We break down the top five prospects for each organization for 2010, taking into consideration: games, at-bats, innings and major-league service time. We expect these players to have rookie status remaining heading into next year.
According to MLB rules: "A player shall be considered a rookie unless, during a previous season or seasons, he has (a) exceeded 130 at-bats or 50 innings pitched in the major leagues; or (b) accumulated more than 45 days on the active roster of a major league club or clubs during the period of 25-player limit (excluding time in the military service and time on the disabled list)."
Note: Statistics are those at each stop in the minors this season and age represents how old they will be on opening day 2010.
Toronto Blue Jays
The Blue Jays are a rebuilding team that celebrated the breakthrough of sophomore Adam Lind, but they had a bad season all told and it doesn't look like there is much behind the 2009 wave of kids. They really need a four- or five-player package for Roy Halladay to stock their farm system now.
1. J.P. Arencibia, C, 24
It was a disappointing season for the slugging catcher prospect in his first full season in Triple-A, but he came on late, hitting six homers in his last 10 games. For the season, he finished at .236 with 21 homers, 75 RBI, 67 runs, a .284 batting-average against and .444 slugging percentage. His free-swinging ways make him a high-risk, high-reward option for Fantasy owners, but you have to like the power potential at the thin catcher position at least.
2. Brad Mills, SP, 25
Mills had an injury-plagued season and had to watch as a carousel of rookie pitchers start games for the Blue Jays in the second half. While he was just 2-8 in Triple-A, he did handle the hitter-friendly PCL with a 4.06 ERA and .262 batting-average against. He allowed less than a hit (83) per inning (84 1/3) and struck out 72 through 14 starts. Consider him a potential contributor to the Blue Jays' rotation in 2010, but he won't have as much of an impact 2009 rookies Ricky Romero and Marc Rzepczynski had.
3. David Cooper, 1B, 23
The first-round pick from California in 2008 didn't have a standout first full season as a pro, but he was handling Double-A much better in the second half. For the season, he finished .258-10-66-62 (.340-.389) in 473 at-bats. He likely needs to show more at that level before he can progress up the system. Consider him a long-term keeper flier still.
4. Chad Jenkins, SP, 22
You might have never heard of Kennesaw State University, but that is where the Blue Jays found their first of two No. 1 picks this past June. Jenkins struggled with his command in his 13 pro appearances (40 innings in low Class A), walking 31 batters while striking out 40. A spring training with the big club could help get him corrected and allow him to arrive quickly. We already saw a flood of young arms get quick looks in Toronto and Jenkins could be the next to debut -- albeit at the end of 2010 at best.
5. Bobby Ray, SP, 26
Ray is yet another injury-plagued Blue Jays starter. He made just five starts in the minors and four in the majors, but he showed enough to remain in the top five of this weak organization. Consider him a potential rotation contributor in 2010, but he will be a risky AL-only option initially and won't be a real difference-maker in Fantasy.

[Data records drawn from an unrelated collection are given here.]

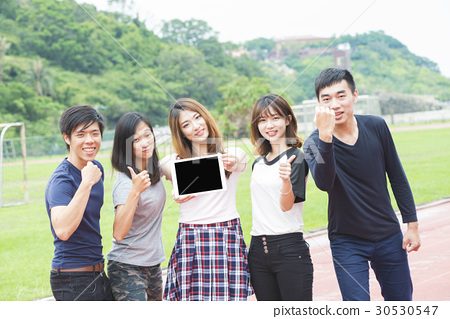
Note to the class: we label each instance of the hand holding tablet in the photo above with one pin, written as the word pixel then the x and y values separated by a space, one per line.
pixel 198 175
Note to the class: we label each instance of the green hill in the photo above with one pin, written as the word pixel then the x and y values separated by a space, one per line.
pixel 55 54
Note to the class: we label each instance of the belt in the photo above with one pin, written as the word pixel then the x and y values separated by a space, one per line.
pixel 94 268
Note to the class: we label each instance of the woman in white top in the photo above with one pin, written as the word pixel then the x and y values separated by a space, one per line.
pixel 209 258
pixel 279 258
pixel 139 197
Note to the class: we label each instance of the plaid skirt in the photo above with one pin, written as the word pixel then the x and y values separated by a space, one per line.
pixel 209 262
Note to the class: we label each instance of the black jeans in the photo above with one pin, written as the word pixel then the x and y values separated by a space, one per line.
pixel 82 286
pixel 281 267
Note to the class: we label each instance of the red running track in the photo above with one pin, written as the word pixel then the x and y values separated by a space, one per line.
pixel 430 266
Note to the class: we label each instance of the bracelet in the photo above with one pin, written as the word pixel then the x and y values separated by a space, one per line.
pixel 284 194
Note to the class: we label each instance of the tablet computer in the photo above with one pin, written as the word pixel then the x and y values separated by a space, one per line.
pixel 198 175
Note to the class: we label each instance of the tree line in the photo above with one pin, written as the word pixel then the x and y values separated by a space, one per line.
pixel 55 54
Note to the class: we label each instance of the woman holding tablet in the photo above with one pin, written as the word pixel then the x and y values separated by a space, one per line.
pixel 209 258
pixel 279 258
pixel 139 197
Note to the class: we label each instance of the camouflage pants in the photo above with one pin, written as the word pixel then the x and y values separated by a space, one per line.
pixel 129 282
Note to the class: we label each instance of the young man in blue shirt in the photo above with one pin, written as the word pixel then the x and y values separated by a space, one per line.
pixel 74 197
pixel 349 156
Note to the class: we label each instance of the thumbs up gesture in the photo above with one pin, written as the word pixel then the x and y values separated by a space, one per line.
pixel 285 169
pixel 140 181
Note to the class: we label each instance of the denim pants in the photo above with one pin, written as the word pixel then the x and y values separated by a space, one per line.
pixel 80 286
pixel 389 261
pixel 281 267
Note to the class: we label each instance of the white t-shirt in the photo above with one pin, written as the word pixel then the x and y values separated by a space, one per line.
pixel 268 217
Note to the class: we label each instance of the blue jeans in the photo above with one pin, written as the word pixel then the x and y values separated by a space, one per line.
pixel 389 261
pixel 281 267
pixel 80 286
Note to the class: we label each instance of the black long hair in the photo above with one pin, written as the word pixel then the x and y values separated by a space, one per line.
pixel 122 153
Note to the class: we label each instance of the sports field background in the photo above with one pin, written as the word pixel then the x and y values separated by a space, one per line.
pixel 26 247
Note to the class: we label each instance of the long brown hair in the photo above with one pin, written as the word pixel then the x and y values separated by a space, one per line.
pixel 282 107
pixel 183 147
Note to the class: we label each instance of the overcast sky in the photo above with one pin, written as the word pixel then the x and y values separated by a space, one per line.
pixel 423 26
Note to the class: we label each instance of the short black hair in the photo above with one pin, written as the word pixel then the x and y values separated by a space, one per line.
pixel 79 114
pixel 332 76
pixel 122 154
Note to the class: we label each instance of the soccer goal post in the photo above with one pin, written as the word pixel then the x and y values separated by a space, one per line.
pixel 13 172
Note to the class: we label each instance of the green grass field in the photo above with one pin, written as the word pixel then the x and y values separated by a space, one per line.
pixel 26 243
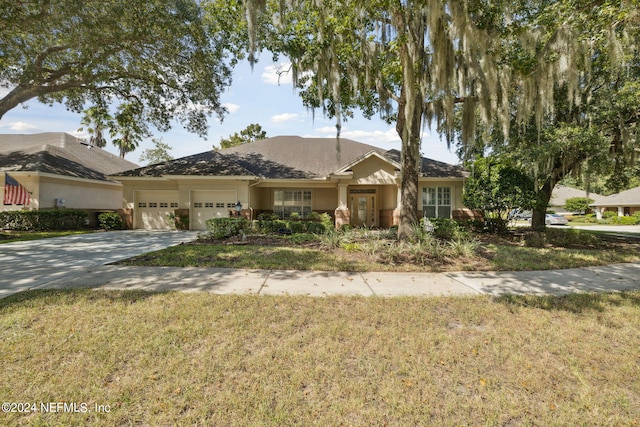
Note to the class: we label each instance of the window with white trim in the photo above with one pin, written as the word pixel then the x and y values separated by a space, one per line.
pixel 287 201
pixel 436 202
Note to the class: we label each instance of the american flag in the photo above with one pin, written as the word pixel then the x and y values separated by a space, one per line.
pixel 14 192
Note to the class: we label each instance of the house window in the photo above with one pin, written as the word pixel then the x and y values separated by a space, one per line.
pixel 285 202
pixel 436 202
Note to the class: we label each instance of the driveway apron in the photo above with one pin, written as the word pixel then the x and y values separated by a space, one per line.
pixel 29 264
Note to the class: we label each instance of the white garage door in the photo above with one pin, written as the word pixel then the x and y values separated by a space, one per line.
pixel 152 209
pixel 211 204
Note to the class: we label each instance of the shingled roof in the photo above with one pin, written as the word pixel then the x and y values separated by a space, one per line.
pixel 285 157
pixel 625 198
pixel 58 153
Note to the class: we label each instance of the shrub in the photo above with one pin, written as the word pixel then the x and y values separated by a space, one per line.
pixel 316 227
pixel 297 227
pixel 535 240
pixel 227 227
pixel 463 247
pixel 43 220
pixel 270 226
pixel 110 221
pixel 445 228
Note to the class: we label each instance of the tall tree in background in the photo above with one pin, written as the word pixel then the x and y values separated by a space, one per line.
pixel 591 127
pixel 161 55
pixel 159 154
pixel 127 130
pixel 97 120
pixel 414 61
pixel 251 133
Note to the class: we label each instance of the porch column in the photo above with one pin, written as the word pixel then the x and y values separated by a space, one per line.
pixel 396 211
pixel 342 213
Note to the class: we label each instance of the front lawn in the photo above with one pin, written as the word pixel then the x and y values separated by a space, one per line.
pixel 369 251
pixel 17 236
pixel 134 358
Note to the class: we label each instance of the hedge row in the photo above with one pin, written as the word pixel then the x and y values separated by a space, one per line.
pixel 227 227
pixel 43 220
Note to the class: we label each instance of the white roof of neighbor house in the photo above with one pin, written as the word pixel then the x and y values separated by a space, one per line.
pixel 625 198
pixel 561 193
pixel 58 153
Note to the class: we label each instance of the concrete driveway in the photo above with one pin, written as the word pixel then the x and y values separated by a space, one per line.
pixel 37 262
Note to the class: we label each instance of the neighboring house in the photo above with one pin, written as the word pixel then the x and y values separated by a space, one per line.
pixel 625 203
pixel 62 171
pixel 355 183
pixel 560 195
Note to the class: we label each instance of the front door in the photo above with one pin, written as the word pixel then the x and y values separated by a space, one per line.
pixel 363 208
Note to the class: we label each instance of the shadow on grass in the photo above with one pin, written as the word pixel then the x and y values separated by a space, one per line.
pixel 573 303
pixel 38 297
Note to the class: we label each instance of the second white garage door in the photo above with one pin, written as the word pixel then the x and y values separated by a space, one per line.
pixel 211 204
pixel 154 208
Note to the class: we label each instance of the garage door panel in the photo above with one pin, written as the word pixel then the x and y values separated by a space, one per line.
pixel 153 209
pixel 211 204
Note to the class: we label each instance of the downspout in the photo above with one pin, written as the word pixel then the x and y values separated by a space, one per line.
pixel 258 181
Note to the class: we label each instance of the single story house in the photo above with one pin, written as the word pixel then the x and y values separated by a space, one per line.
pixel 561 193
pixel 355 183
pixel 62 171
pixel 625 203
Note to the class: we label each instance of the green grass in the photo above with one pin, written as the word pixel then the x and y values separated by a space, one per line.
pixel 516 258
pixel 494 256
pixel 18 236
pixel 200 359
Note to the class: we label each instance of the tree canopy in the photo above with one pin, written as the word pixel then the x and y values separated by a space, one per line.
pixel 161 152
pixel 251 133
pixel 163 56
pixel 589 126
pixel 475 62
pixel 495 188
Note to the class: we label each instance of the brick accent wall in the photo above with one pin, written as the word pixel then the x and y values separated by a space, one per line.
pixel 342 216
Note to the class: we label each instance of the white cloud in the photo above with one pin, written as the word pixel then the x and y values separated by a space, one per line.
pixel 277 74
pixel 374 137
pixel 231 107
pixel 21 126
pixel 286 117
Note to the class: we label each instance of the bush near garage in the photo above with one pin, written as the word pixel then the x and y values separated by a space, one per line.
pixel 221 228
pixel 110 221
pixel 43 220
pixel 315 223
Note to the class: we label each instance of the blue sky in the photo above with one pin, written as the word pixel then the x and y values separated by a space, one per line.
pixel 254 97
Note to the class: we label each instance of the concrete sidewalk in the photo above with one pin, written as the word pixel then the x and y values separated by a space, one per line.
pixel 617 277
pixel 81 261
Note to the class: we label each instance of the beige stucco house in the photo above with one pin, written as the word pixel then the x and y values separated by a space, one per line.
pixel 62 171
pixel 355 183
pixel 624 203
pixel 560 195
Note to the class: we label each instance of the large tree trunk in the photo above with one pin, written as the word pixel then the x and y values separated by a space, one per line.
pixel 409 122
pixel 409 130
pixel 540 209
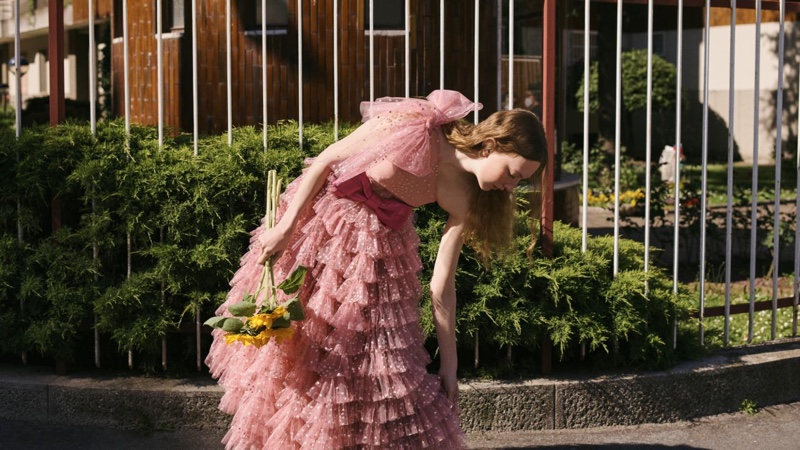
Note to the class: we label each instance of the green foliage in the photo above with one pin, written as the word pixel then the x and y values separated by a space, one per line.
pixel 186 218
pixel 183 222
pixel 572 299
pixel 634 83
pixel 749 406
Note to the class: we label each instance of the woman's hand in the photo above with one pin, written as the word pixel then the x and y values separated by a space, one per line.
pixel 273 242
pixel 449 383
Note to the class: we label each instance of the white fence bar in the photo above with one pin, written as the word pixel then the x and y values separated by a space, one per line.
pixel 648 134
pixel 229 68
pixel 195 133
pixel 510 54
pixel 264 86
pixel 797 231
pixel 17 131
pixel 704 168
pixel 371 51
pixel 617 135
pixel 160 69
pixel 408 47
pixel 776 235
pixel 476 61
pixel 678 150
pixel 126 69
pixel 586 79
pixel 729 206
pixel 754 201
pixel 195 113
pixel 92 72
pixel 93 126
pixel 300 70
pixel 441 44
pixel 17 73
pixel 336 66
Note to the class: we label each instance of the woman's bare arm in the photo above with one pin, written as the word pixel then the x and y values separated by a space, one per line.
pixel 443 298
pixel 274 240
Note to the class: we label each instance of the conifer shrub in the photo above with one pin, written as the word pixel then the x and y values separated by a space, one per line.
pixel 149 236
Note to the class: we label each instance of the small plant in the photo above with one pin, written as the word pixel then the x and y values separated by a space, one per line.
pixel 749 406
pixel 253 323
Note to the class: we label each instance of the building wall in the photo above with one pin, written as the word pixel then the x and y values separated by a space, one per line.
pixel 744 91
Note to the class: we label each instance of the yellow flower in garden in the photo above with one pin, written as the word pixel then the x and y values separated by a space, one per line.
pixel 265 319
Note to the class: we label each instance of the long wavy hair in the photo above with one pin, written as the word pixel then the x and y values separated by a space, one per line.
pixel 490 221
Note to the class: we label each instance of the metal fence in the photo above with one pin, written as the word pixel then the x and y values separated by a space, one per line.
pixel 727 311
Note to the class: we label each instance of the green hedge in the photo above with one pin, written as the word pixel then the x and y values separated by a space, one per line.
pixel 188 219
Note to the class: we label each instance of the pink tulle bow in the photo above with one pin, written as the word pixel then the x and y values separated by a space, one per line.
pixel 402 132
pixel 391 212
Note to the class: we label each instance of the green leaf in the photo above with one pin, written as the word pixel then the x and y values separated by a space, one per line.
pixel 232 325
pixel 242 309
pixel 292 284
pixel 215 322
pixel 295 309
pixel 281 322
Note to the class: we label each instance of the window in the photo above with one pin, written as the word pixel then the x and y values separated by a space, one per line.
pixel 277 14
pixel 173 15
pixel 389 14
pixel 117 16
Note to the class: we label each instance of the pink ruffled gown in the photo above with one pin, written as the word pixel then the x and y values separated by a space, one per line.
pixel 354 373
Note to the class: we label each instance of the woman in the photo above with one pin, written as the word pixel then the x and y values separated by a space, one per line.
pixel 354 373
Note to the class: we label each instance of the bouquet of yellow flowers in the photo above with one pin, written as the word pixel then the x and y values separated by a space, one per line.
pixel 256 324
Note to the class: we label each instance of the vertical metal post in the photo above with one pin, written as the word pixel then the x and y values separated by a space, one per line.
pixel 127 87
pixel 678 151
pixel 17 132
pixel 126 70
pixel 704 176
pixel 499 40
pixel 476 60
pixel 229 68
pixel 549 121
pixel 407 47
pixel 300 71
pixel 92 71
pixel 441 44
pixel 160 70
pixel 195 113
pixel 55 38
pixel 511 55
pixel 17 74
pixel 264 87
pixel 796 305
pixel 776 235
pixel 371 51
pixel 93 125
pixel 617 135
pixel 754 186
pixel 729 206
pixel 336 66
pixel 586 80
pixel 648 143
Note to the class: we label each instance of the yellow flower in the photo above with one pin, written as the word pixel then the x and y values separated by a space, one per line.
pixel 243 338
pixel 265 319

Best of the rest: Zachary Stewart, SP; James Paxton, SP; Justin Jackson, SS; Scott Campbell, 3B; Kevin Ahrens, 3B; Allen Farina, SP; Brian Jeroloman, C; John Tolisano, 2B; Brad Emaus, 2B; Luis Perez, SP; Eric Eiland, SP; Josh Roenicke, SP; Gustavo Pierre, SS; Mark Sobolewski, 3B; Tyler Pastornicky, SS; Andrew Liebel, SP; Danny Farquhar, SP; Trystan Magnuson, SP; Markus Brisker, SS; Balbino Fuenmayor, 1B; Eric Thames, DH; Moises Sierra, DH; Tim Collins, SP; Jake Eliopoulos, SP; Jake Barrett, SP; Jacob Marisnick, OF; Ryan Goins, SS; Ryan Schimpf, 2B; and Dirk Hayhurst, SP.
Last year's top five here: Snider, Arencibia, Cecil, Mills and Cooper.